Given an m * n matrix M initialized with all 0's and several update operations.

Operations are represented by a 2D array, and each operation is represented by an array with two positive integers a and b, which means M[i][j] should be added by one for all 0 <= i < a and 0 <= j < b.

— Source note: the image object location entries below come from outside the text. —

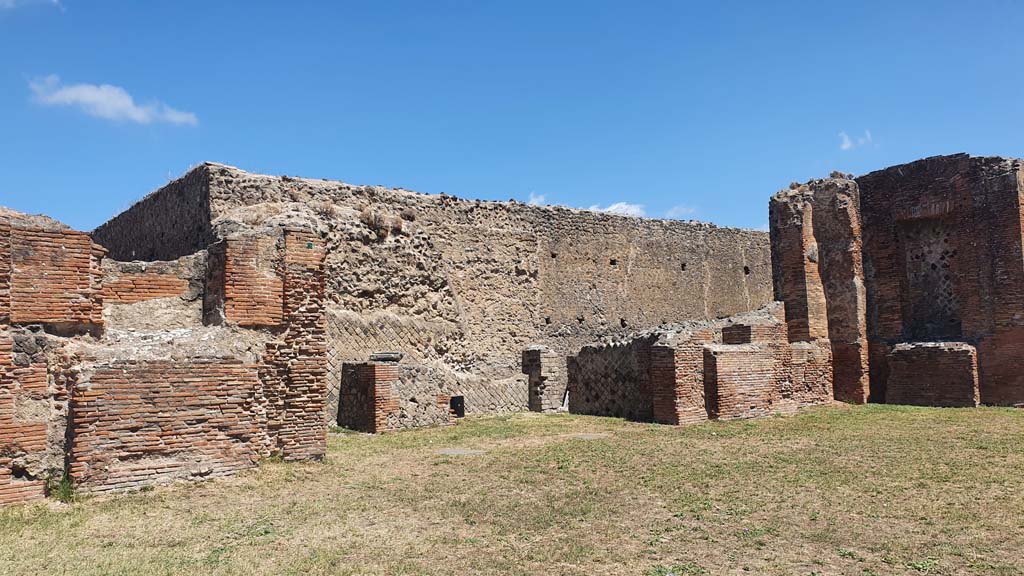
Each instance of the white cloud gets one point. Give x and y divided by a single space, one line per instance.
679 211
104 100
846 142
624 208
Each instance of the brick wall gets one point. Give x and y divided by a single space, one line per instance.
740 380
612 380
728 369
379 397
4 274
677 378
933 374
138 287
55 278
829 210
137 423
295 366
944 258
245 282
795 261
20 435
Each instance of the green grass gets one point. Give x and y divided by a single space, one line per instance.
864 490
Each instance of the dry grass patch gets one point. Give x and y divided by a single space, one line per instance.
865 490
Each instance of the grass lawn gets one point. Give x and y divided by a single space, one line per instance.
838 490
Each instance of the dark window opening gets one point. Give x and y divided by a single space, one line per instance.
458 406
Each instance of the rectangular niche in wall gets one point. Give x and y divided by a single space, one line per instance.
458 406
931 297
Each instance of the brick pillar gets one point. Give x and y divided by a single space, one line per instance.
294 370
795 261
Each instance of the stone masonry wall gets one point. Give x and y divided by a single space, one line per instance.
829 210
740 368
54 277
944 261
382 397
246 286
612 380
155 295
171 222
484 280
547 378
295 366
137 423
933 374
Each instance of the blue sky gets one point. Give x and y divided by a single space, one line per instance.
692 110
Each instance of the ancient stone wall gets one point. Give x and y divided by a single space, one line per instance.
933 374
137 423
944 261
612 380
171 222
738 368
480 281
294 371
380 397
816 251
155 295
54 277
548 380
245 282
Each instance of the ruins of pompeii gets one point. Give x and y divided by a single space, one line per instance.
231 317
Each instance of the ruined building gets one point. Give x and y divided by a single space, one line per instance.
915 276
228 317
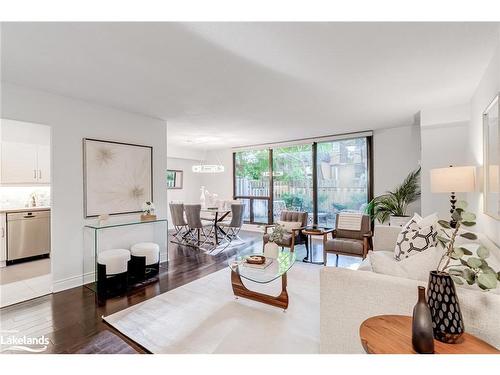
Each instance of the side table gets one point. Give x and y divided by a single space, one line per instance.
311 231
391 334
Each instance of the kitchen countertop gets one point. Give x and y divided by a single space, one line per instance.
24 209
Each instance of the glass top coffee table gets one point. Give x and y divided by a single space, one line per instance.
275 269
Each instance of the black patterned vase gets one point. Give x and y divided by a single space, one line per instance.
447 322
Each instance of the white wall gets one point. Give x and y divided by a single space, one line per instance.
488 87
190 192
220 183
444 139
396 152
71 120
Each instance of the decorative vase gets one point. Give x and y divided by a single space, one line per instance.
422 337
203 200
447 322
271 250
398 221
148 217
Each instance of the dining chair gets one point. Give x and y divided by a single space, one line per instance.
180 224
195 225
232 229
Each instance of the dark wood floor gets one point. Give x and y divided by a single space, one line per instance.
71 319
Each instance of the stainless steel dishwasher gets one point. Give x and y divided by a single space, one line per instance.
28 234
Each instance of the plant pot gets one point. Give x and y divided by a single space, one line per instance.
271 250
398 221
447 322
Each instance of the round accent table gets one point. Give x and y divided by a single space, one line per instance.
391 334
310 231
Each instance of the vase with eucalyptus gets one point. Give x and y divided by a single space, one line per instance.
458 265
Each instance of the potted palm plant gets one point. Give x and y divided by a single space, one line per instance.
393 205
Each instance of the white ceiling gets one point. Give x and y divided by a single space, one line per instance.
233 84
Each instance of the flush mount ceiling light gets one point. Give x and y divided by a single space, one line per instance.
208 168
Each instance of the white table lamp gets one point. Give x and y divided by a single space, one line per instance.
453 180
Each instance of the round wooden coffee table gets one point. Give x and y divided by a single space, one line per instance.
391 334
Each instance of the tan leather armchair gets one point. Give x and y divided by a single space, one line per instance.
296 237
349 242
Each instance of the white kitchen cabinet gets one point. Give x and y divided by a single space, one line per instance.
25 163
19 163
3 239
43 161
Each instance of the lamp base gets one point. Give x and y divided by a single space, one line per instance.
453 200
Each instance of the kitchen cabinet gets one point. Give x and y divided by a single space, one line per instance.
3 239
43 162
25 163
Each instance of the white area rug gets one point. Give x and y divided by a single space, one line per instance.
204 317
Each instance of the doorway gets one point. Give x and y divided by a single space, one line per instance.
25 211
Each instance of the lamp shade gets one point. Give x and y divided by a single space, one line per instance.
453 179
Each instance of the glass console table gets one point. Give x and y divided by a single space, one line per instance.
90 265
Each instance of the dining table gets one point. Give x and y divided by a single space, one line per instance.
217 215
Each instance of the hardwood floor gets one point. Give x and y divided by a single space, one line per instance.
71 319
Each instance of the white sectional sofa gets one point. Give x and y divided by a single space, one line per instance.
348 297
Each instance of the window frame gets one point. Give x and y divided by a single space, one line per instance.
314 152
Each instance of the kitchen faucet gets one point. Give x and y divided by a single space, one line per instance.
33 200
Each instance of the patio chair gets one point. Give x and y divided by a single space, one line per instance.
294 236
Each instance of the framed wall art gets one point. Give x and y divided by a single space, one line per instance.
117 177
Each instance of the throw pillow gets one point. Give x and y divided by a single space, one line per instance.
414 239
290 225
416 267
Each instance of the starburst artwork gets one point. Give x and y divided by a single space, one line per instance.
118 177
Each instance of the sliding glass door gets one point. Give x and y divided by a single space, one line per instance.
292 179
342 178
251 184
322 178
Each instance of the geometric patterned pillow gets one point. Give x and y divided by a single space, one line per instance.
414 239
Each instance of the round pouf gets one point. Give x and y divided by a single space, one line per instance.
150 250
145 259
112 271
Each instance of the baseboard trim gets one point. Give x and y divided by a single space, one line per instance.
67 283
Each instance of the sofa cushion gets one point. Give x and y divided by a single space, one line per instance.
414 239
290 225
416 267
344 245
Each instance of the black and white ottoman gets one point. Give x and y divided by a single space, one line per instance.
112 272
145 260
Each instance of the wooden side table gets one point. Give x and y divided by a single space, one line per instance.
391 334
311 231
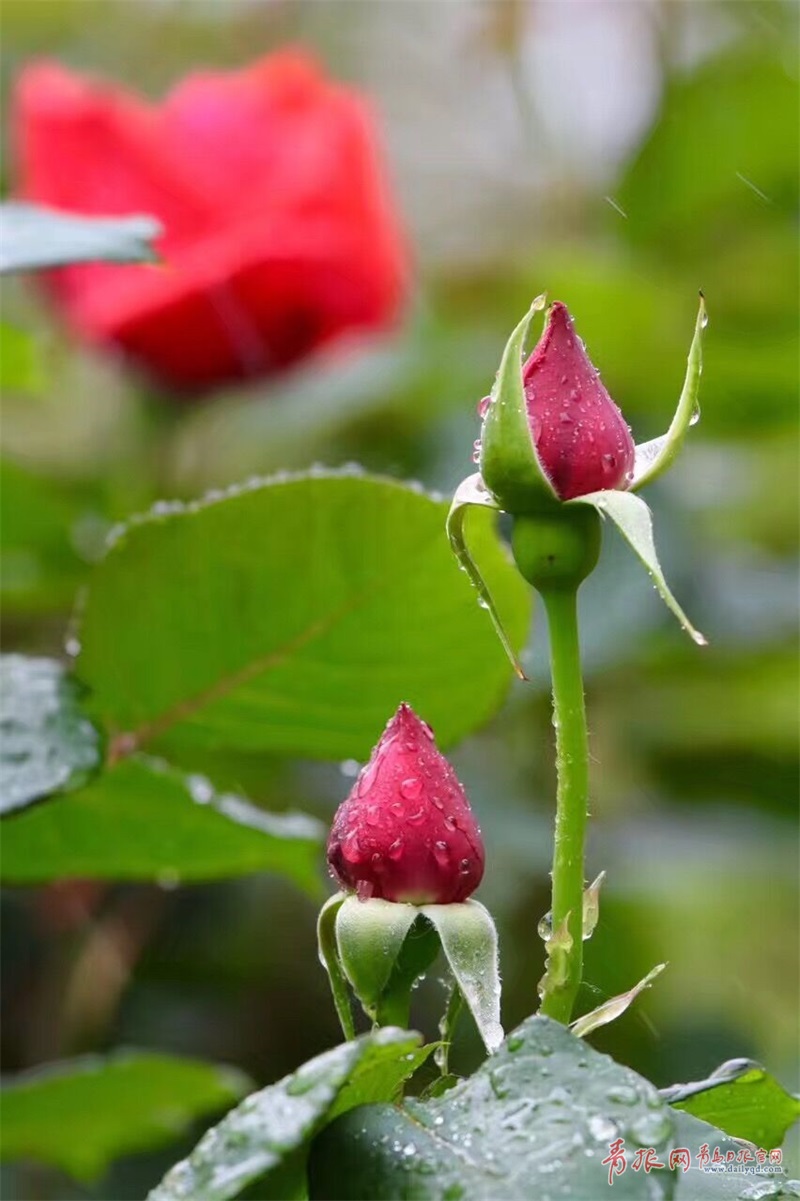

You need to count and return the number of maximum integers in the matrix after performing all the operations.

Example 1:

Input: 
m = 3, n = 3
operations = [[2,2],[3,3]]
Output: 4
Explanation: 
Initially, M = 
[[0, 0, 0],
 [0, 0, 0],
 [0, 0, 0]]

After performing [2,2], M = 
[[1, 1, 0],
 [1, 1, 0],
 [0, 0, 0]]

After performing [3,3], M = 
[[2, 2, 1],
 [2, 2, 1],
 [1, 1, 1]]

So the maximum integer in M is 2, and there are four of it in M. So return 4.

Note:

  1. The range of m and n is [1,40000].
  2. The range of a is [1,m], and the range of b is [1,n].
  3. The range of operations size won't exceed 10,000.

解法一

思路

注意到这里虽然是指定矩形的某一范围内数字全部增加1,但矩形的左上角顶点永远都是(0, 0),如下图所示。

Range Addition

想要求得最大数的个数,也就是要确定哪块区域是所有的矩形都覆盖到了的,从上图我们可以显然发现,面积最小的那块矩形是所有矩形都覆盖到了的,所以这题实际就是确定最小的那个矩形了,这个简单,找到最小的长和宽就好了。

Python

class Solution:
    def maxCount(self, m, n, ops):
        """
        :type m: int
        :type n: int
        :type ops: List[List[int]]
        :rtype: int
        """
        result_m = m
        result_n = n
        for op in ops:
            result_m = min(result_m, op[0])
            result_n = min(result_n, op[1])
        return result_m * result_n

Java

public class Solution {
    public int maxCount(int m, int n, int[][] ops) {
        int resultM = m;
        int resultN = n;
        for (int[] op : ops) {
            resultM = Math.min(resultM, op[0]);
            resultN = Math.min(resultN, op[1]);
        }
        return resultM * resultN;
    }
}

C++

class Solution {
public:
    int maxCount(int m, int n, vector<vector<int>> &ops) {
        int resultM = m;
        int resultN = n;
        for (const vector<int> &op : ops) {
            resultM = min(resultM, op[0]);
            resultN = min(resultN, op[1]);
        }
        return resultM * resultN;
    }
};